Em vários lugares da transposição houve o desmatamento, a explosão dos canais e algumas escavações, mas o trabalho parou e não há sinal de movimentação de máquinas. Grandes obras de engenharia como barragens e aquedutos estão longe de sua conclusão. A pasta da Integração diz que estão previstos 12 aquedutos, mas só quatro estão concluídos. Não há nenhuma estação de bombeamento pronta.
Há ainda trechos em que o trabalho realizado terá de ser feito novamente. Em Seitânia (PE), no lote 11, há um trecho de aproximadamente um km em que os canais de concreto estouraram, a vegetação retomou seu espaço em meio ao canal e manitas impermeabilizantes foram coitadas. Moradores afirmam que a obra está abandonada há três anos e lamentam a baixa qualidade do serviço feito. “Agora está tudo assim quebrado e vai ter que fazer tudo de novo”, diz Damião Serafim dos Santos, 59 anos, morador do sítio Brado Novo, nas proximidades do canal
No trecho que esteve sob responsabilidade da empreiteira “inidônea” Delta, o lote 6, em Mauriti (CE), a situação se repete com trechos de canais estourados nos primeiros quilômetros da obra, O Estado já tinha constatado situação semelhante cm Custódia (PE) em 2011, trecho que foi refeito no lote, que teve as obras retomadas, mas com poucos funcionários.
Moradores relatam ainda existirem pendências em fases que deveriam, ser anteriores à obra, como o acordo para indenizações. O presidente do Sindicato dos Trabalhadores Rurais de Cabrobó (PE), Antônio de Mestor, afirma que uma mobilização de 2 mil agricultores estava preparada para ocorrer nos próximos dias com uma invasão do canteiro de obras do lote 1, que fica na cidade. Os pequenos produtores cobram indenizações e ressarcimentos por danos a residências, além dos assentados que desejam ter os mesmos benefícios dados aos proprietários. A manifestação foi suspensa porque a negociação foi retomada com o ministério. No assentamento Serra Negra, em Floresta (PE), até hoje não foi resolvida a questão de três casas e um posto de saúde que ficam na rota do canal, como o Estado revelou em 2011. As obras estão paralisadas na região.
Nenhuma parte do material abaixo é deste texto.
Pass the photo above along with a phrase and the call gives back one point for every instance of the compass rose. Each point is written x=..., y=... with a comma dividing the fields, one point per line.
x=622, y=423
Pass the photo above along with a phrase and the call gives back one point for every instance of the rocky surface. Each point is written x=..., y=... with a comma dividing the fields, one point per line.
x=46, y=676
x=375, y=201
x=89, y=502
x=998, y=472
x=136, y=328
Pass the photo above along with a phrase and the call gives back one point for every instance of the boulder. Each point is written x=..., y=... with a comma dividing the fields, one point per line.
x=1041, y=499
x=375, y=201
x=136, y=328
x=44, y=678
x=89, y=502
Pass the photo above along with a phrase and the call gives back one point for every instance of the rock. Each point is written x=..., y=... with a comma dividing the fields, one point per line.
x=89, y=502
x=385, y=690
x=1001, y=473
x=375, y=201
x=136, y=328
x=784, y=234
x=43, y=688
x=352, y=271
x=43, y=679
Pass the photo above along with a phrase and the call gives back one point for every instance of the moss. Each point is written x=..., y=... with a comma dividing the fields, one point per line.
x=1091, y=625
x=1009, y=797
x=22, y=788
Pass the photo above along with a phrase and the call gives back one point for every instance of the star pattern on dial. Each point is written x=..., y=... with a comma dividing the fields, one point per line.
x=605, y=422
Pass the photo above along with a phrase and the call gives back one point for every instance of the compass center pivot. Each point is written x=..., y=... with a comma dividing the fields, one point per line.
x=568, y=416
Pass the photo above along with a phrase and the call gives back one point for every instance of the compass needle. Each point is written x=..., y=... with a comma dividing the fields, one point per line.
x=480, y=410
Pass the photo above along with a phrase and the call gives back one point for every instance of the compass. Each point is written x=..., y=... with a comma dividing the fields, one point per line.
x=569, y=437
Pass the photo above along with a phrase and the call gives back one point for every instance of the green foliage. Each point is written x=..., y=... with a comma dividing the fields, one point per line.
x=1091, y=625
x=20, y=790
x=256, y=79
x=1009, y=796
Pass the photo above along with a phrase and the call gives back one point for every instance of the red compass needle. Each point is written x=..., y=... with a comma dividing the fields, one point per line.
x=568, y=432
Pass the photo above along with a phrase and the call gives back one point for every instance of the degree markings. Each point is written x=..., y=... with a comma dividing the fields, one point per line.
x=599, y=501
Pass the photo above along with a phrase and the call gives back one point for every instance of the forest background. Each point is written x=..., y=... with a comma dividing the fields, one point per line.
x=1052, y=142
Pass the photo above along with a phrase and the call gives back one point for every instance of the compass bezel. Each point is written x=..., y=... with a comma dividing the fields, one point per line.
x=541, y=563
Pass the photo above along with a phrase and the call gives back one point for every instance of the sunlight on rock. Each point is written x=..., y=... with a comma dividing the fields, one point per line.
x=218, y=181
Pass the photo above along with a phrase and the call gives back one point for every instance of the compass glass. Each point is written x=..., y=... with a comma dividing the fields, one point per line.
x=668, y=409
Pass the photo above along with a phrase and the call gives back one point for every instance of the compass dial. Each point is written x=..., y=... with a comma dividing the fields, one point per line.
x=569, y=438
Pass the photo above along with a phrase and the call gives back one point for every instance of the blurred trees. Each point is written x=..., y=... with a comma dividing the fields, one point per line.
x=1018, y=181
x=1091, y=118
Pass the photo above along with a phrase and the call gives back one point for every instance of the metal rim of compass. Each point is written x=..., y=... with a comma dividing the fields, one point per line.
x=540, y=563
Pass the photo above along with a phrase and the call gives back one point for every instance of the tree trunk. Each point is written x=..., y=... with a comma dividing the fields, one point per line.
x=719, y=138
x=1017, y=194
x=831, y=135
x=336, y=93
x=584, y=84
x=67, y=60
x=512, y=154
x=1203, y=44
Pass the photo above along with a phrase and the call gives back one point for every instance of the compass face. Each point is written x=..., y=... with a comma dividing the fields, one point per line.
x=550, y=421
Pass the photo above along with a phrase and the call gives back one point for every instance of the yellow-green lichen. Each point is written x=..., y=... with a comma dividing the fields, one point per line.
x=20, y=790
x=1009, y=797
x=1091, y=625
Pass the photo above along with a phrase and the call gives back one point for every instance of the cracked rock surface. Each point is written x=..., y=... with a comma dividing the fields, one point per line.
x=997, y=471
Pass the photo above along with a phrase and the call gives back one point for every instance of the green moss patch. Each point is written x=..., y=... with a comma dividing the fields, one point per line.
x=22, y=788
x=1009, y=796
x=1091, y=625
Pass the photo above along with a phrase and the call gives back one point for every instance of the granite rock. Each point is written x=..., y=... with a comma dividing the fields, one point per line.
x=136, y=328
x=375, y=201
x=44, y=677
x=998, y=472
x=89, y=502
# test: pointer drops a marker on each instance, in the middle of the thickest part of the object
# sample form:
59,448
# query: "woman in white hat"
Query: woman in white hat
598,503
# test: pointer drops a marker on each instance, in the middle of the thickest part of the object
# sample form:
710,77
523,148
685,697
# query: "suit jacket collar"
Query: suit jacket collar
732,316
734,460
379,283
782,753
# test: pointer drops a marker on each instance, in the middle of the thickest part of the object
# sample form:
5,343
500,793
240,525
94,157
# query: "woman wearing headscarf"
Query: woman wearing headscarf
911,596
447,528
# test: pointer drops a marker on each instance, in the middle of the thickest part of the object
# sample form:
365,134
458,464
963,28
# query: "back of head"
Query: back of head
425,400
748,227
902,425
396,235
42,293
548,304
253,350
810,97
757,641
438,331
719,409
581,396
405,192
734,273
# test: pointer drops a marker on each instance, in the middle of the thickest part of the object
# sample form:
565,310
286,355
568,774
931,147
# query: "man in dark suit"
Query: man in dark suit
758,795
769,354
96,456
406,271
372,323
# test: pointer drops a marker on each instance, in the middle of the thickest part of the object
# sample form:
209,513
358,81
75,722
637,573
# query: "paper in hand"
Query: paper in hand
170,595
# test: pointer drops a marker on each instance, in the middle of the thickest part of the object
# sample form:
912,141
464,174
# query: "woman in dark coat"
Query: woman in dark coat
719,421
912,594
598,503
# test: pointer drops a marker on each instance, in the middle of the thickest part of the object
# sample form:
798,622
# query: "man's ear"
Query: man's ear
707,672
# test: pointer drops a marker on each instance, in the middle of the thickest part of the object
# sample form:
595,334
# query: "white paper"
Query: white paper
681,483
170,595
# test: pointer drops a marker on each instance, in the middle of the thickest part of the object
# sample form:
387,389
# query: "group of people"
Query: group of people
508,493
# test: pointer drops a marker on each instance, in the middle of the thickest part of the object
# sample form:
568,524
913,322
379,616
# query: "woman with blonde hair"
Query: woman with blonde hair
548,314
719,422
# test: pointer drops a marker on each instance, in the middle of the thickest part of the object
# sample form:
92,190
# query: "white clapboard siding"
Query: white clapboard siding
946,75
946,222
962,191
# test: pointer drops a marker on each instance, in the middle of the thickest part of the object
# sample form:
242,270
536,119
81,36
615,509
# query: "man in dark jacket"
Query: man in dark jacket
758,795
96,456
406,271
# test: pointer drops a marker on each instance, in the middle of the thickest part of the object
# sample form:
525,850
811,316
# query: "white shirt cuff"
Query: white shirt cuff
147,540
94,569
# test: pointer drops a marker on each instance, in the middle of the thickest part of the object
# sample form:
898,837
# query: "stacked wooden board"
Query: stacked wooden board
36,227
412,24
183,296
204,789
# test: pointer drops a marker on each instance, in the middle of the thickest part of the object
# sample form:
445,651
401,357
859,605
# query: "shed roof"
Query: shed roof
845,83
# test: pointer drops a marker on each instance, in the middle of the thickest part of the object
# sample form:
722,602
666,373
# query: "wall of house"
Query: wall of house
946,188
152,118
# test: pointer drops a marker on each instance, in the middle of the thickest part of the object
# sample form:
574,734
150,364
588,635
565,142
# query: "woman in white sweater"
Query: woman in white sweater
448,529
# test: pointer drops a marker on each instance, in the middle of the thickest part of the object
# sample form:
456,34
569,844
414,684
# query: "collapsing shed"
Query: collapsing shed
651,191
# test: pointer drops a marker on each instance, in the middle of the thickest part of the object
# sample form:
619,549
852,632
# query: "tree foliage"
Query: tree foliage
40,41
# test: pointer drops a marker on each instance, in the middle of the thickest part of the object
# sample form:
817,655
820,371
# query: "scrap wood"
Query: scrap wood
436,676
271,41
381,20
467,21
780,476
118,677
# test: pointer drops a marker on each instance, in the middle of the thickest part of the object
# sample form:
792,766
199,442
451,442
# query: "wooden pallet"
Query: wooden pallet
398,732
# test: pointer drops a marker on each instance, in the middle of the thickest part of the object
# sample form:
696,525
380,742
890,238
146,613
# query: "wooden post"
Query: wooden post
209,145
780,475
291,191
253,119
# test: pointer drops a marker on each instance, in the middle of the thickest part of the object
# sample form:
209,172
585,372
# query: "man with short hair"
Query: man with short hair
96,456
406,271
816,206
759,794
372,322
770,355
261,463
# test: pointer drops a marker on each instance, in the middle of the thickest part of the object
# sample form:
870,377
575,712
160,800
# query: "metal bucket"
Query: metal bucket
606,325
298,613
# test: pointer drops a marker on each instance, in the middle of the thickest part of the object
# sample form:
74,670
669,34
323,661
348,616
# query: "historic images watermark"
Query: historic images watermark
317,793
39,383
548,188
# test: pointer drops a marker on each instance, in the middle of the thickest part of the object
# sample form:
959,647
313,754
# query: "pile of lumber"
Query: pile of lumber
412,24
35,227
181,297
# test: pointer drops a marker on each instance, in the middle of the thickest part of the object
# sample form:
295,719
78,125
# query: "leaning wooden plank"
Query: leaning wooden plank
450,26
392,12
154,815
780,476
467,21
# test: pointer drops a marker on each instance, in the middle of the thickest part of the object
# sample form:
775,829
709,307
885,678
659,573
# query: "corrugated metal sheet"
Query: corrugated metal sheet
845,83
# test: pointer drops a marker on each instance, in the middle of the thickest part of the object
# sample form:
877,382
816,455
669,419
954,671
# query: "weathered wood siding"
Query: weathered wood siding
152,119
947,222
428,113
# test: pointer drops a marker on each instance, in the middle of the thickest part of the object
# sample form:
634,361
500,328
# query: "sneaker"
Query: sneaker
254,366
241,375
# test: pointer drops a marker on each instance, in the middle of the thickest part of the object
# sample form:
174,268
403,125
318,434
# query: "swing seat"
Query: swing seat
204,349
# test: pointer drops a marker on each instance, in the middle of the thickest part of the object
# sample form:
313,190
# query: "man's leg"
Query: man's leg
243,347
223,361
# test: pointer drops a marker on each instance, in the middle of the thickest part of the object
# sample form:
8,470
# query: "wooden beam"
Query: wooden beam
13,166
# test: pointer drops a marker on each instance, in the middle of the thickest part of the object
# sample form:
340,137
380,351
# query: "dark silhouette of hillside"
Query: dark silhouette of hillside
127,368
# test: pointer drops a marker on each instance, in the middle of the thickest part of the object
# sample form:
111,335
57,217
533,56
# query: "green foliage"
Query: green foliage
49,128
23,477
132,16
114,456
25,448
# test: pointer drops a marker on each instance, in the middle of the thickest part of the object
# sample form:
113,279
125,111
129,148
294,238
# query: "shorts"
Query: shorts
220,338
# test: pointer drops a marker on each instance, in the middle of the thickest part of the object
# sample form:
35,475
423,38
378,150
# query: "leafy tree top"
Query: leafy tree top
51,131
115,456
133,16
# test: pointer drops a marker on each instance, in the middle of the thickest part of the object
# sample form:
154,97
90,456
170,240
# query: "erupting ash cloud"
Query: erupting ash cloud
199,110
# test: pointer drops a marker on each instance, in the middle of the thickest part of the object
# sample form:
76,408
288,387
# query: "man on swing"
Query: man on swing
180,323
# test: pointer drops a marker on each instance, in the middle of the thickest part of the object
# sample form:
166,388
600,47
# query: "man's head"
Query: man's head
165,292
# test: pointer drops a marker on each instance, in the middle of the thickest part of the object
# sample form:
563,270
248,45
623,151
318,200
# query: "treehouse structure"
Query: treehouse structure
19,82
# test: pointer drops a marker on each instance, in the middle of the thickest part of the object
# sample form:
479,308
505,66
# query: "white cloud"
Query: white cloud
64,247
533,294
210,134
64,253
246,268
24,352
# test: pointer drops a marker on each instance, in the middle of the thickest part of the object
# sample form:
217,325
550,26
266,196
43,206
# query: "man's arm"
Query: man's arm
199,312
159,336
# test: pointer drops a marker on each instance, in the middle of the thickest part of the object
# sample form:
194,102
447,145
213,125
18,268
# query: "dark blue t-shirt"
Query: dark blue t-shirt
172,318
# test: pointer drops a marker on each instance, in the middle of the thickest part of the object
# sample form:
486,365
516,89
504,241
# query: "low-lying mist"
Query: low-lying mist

Com o acúmulo de problemas, moradores das margens do canal culpam a presidente pela paralisação. “Tem que cutucar a Dilma, com ela tudo aqui parou, com o Lula estava andando”, diz Adauto Joaquim de Araújo, 69 anos, morador de Roça Velha, Floresta (PE),
“Queria ter condição de falar com a presidente Dilma sobre os problemas que estamos passando, Não veio emprego, só prejuízo”, resume Rosalina Maria dos Santos, 48 anos, moradora de Curralinho, em Cabrobó (PE), “Quando chegou o movimento pensei que a obra ia sair rápido, mas parece que desistiram”, constata Antônio Alves Neto, 50 anos, de Mauriti (CE).